Comment 4 Luke Kenneth Casson Leighton 2021-11-07 12:30:12 GMT
removing these seems to be ok:

--- a/src/soc/experiment/compalu_multi.py
+++ b/src/soc/experiment/compalu_multi.py
@@ -215,11 +215,9 @@ class MultiCompUnit(RegSpecALUAPI, Elaboratable):
         # is enough, when combined with when read-phase is done (rst_l.q)
         wr_any = Signal(reset_less=True)
         req_done = Signal(reset_less=True)
-        m.d.comb += self.done_o.eq(self.busy_o &
-                                   ~((self.wr.rel_o & ~self.wrmask).bool()))
+        m.d.comb += self.done_o.eq(self.busy_o & ~(self.wr.rel_o).bool())
         m.d.comb += wr_any.eq(self.wr.go_i.bool() | prev_wr_go.bool())
-        m.d.comb += req_done.eq(wr_any & ~self.alu.n.i_ready &
-                                ((req_l.q & self.wrmask) == 0))
+        m.d.comb += req_done.eq(wr_any & ~self.alu.n.i_ready & (req_l.q == 0))
         # argh, complicated hack: if there are no regs to write,
         # instead of waiting for regs that are never going to happen,
         # we indicate "done" when the ALU is "done"
@@ -360,7 +358,7 @@ class MultiCompUnit(RegSpecALUAPI, Elaboratable):
 
         # write-release gated by busy and by shadow (and write-mask)
         brd = Repl(self.busy_o & self.shadown_i, self.n_dst)
-        m.d.comb += self.wr.rel_o.eq(req_l.q & brd & self.wrmask)
+        m.d.comb += self.wr.rel_o.eq(req_l.q & brd)
 
         # output the data from the latch on go_write
         for i in range(self.n_dst):

the reasons why it's ok is likely because:

* wrmask is the trigger (ANDed) into req_l setting)
* wr.rel_o ANDed with wrmask therefore should never be done
  (and is redundant)
* almost all of the places removed are (wr.rel_o & wrmask)

the ones that i am leaving in are the "complicated hack":

        with m.If((self.wrmask == 0) &
                  self.alu.n.i_ready & self.alu.n.o_valid & self.busy_o):
            m.d.comb += req_done.eq(1)

this is a special indicator which detects when the incoming ready/valid
pulse is valid, which is supposed to be the only time when wrmask (the
Cat() of all data ok signals) is valid.

and when all data ok signals are zero, at the *exact* moment of the
incoming ready/valid, that indicates that there are no registers to
write, so there is no waiting.

now, on the face of it, it looks like wr_any covers this:

        m.d.comb += wr_any.eq(self.wr.go_i.bool() | prev_wr_go.bool())
        m.d.comb += req_done.eq(wr_any & ~self.alu.n.i_ready & (req_l.q == 0))
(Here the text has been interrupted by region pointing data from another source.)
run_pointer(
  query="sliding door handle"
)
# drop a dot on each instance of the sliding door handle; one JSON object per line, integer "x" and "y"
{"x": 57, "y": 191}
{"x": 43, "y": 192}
why would you have to request req_done to cancel the request when, clearly,
wr.go_i should have no requests, right?

wrong.

the special "hack" covers the case where the *ALU* decides that it has
no need to write to registers.

this is for instances where XER or CR for example (XER.so in particular)
writing is determined *by the ALU* that it has no need to write to XER.so,
saving on a reg write.

but, it was not possible to determine that before giving the ALU the
*opportunity* to write to the XER.so (or other register)

commit 0b16b46191e24089916b902a1512902c87fd782
Comment 5 Luke Kenneth Casson Leighton 2021-11-07 13:10:23 GMT
ha, that's good: that's fixed ReservationStations2, it can now set the
data combinatorial on a single pulse rather than being forced to set it
for multiple cycles.

Cesar would you like to have a look, make sure you're happy?
i am just adding no-wait states to ReservationStations2.